Bronx ArtSpace, 305 E 140th St.

Together with Mitsu Hadishi you opened the Bronx ArtSpace in 2008 with a focus on art that matters to the community. Besides featuring exhibitions, performances, workshops and concerts that center on a diversity of political & social issues, you offer an Artist Residency + Open Studios program, as well as an open call for emerging Bronx curators. Can you share some of your thoughts on how the Bronx ArtSpace has energized the creative environment of the neighborhood,  and what are some of the upcoming events you have planned?

Although some other spaces are now opening up in the area, BronxArtSpace has been the only continuously open venue for contemporary art in the Mott Haven area of the South Bronx. However, for our community, we are a gathering place for an amazing range of programming, from a book reading group, to open mics to writing workshops and a location for groups communicating about significant issues like health, gentrification and immigration.
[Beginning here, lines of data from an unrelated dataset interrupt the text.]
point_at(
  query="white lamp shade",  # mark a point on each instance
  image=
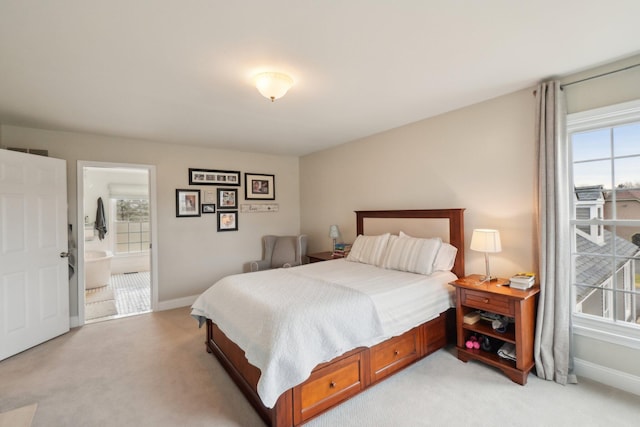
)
(273, 85)
(485, 240)
(334, 232)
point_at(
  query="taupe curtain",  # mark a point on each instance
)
(552, 350)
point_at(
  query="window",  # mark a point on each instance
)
(605, 175)
(131, 225)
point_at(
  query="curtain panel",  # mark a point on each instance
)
(552, 348)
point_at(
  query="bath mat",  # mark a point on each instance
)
(20, 417)
(98, 294)
(100, 309)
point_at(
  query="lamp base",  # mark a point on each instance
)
(487, 279)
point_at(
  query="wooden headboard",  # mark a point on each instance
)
(447, 224)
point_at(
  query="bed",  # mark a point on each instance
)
(387, 331)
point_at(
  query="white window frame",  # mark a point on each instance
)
(620, 333)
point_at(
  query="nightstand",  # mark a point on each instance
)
(321, 256)
(498, 298)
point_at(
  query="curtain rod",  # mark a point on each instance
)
(599, 75)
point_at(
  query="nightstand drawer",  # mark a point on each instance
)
(494, 303)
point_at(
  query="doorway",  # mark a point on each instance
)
(116, 217)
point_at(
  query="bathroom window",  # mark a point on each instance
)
(132, 225)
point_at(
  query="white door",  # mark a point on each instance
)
(34, 272)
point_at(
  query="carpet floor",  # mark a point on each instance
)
(20, 417)
(153, 370)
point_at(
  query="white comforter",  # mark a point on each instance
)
(289, 320)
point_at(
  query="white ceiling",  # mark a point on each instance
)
(180, 71)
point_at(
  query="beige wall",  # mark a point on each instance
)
(192, 255)
(480, 158)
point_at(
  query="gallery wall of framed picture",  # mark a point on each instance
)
(224, 202)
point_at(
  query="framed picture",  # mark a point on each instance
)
(213, 177)
(227, 220)
(259, 186)
(227, 198)
(208, 208)
(187, 203)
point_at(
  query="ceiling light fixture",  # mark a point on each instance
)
(273, 85)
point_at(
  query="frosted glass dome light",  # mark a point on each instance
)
(273, 85)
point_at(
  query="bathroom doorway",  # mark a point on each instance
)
(116, 216)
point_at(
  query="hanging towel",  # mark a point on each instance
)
(101, 220)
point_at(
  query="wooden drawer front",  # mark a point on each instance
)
(394, 354)
(499, 304)
(329, 386)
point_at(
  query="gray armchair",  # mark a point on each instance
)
(281, 251)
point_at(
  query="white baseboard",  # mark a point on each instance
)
(611, 377)
(177, 303)
(74, 322)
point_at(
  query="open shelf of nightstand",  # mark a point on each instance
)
(496, 297)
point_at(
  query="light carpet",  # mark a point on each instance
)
(100, 309)
(152, 370)
(20, 417)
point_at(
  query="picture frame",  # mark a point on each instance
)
(227, 220)
(213, 177)
(208, 208)
(259, 186)
(227, 198)
(187, 203)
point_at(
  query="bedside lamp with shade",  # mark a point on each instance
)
(334, 233)
(487, 241)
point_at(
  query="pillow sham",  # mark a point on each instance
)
(446, 257)
(368, 249)
(411, 254)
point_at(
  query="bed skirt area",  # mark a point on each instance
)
(336, 381)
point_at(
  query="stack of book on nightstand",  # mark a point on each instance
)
(341, 250)
(522, 280)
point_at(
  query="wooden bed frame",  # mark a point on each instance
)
(347, 375)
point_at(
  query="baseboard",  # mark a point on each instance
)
(611, 377)
(177, 303)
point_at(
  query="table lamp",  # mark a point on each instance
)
(334, 233)
(487, 241)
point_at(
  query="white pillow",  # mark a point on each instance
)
(368, 249)
(412, 254)
(446, 257)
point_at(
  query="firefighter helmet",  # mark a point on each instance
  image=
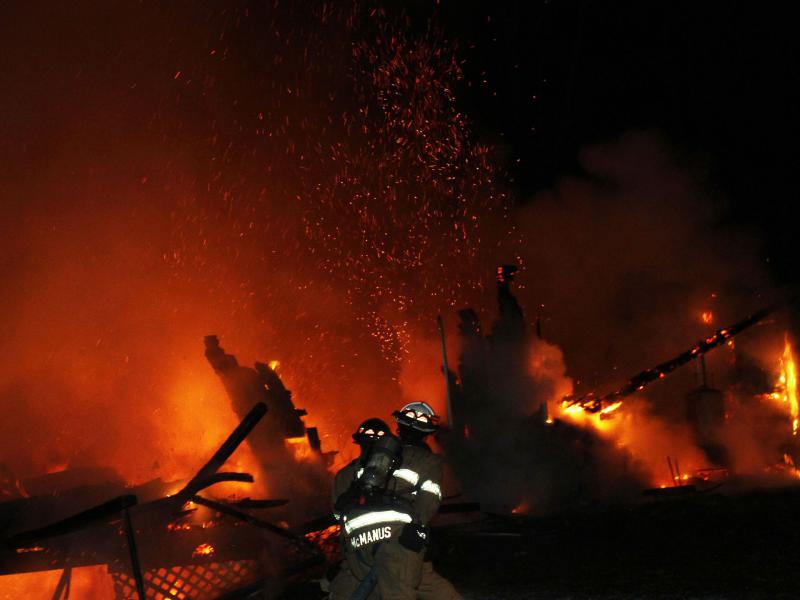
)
(370, 431)
(418, 416)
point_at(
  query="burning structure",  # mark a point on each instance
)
(309, 176)
(178, 543)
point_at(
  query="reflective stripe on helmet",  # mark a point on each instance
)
(431, 487)
(374, 518)
(408, 475)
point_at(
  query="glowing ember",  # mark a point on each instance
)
(203, 550)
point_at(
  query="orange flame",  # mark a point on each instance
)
(786, 386)
(204, 550)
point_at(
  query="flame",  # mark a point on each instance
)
(204, 550)
(300, 448)
(785, 392)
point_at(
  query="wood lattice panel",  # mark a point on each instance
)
(190, 582)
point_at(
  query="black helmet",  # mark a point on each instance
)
(369, 431)
(418, 416)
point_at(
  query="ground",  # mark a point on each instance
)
(708, 547)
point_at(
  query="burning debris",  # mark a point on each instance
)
(167, 552)
(611, 401)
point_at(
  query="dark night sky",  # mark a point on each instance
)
(717, 78)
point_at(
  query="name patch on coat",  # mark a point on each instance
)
(366, 538)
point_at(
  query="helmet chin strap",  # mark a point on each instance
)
(410, 435)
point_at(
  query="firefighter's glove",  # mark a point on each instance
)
(414, 537)
(348, 499)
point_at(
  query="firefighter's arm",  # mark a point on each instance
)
(429, 494)
(341, 492)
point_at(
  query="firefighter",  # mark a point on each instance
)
(415, 422)
(385, 529)
(346, 494)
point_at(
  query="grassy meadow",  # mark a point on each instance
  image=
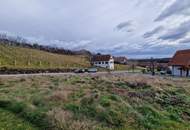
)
(19, 57)
(94, 102)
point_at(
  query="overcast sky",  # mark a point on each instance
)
(133, 28)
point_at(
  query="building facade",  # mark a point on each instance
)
(104, 61)
(180, 63)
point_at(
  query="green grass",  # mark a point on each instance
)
(9, 121)
(18, 57)
(104, 102)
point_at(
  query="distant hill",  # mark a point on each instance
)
(17, 55)
(23, 43)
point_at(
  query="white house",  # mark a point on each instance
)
(104, 61)
(180, 63)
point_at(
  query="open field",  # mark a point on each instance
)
(19, 57)
(94, 102)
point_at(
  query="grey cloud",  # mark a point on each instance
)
(187, 40)
(153, 32)
(177, 33)
(127, 26)
(178, 7)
This past weekend we hosted a screening of a documentary film about our courageous activist neighbor, Marco, who works with his  family to run an excellent restaurant with authentic Oaxacan Mexican food, La Morada. There is now a bilingual theater neighbor, and they collaborate with BronxArtSpace to put on performances. 

Upcoming exciting exhibitions feature both emerging and well known artists, including Fred Wilson, a Bronx born guy. The next is an exhibition dealing with memory and concepts of “home”, including 20 artists, most 1st generation of recent immigrant heritage. Then we will exhibit the photography of En Foco fellowship competition awardees.

We have gradually increased our outreach with social media as well as e-blasts, so we now draw a public from the wider Bronx and the other boroughs.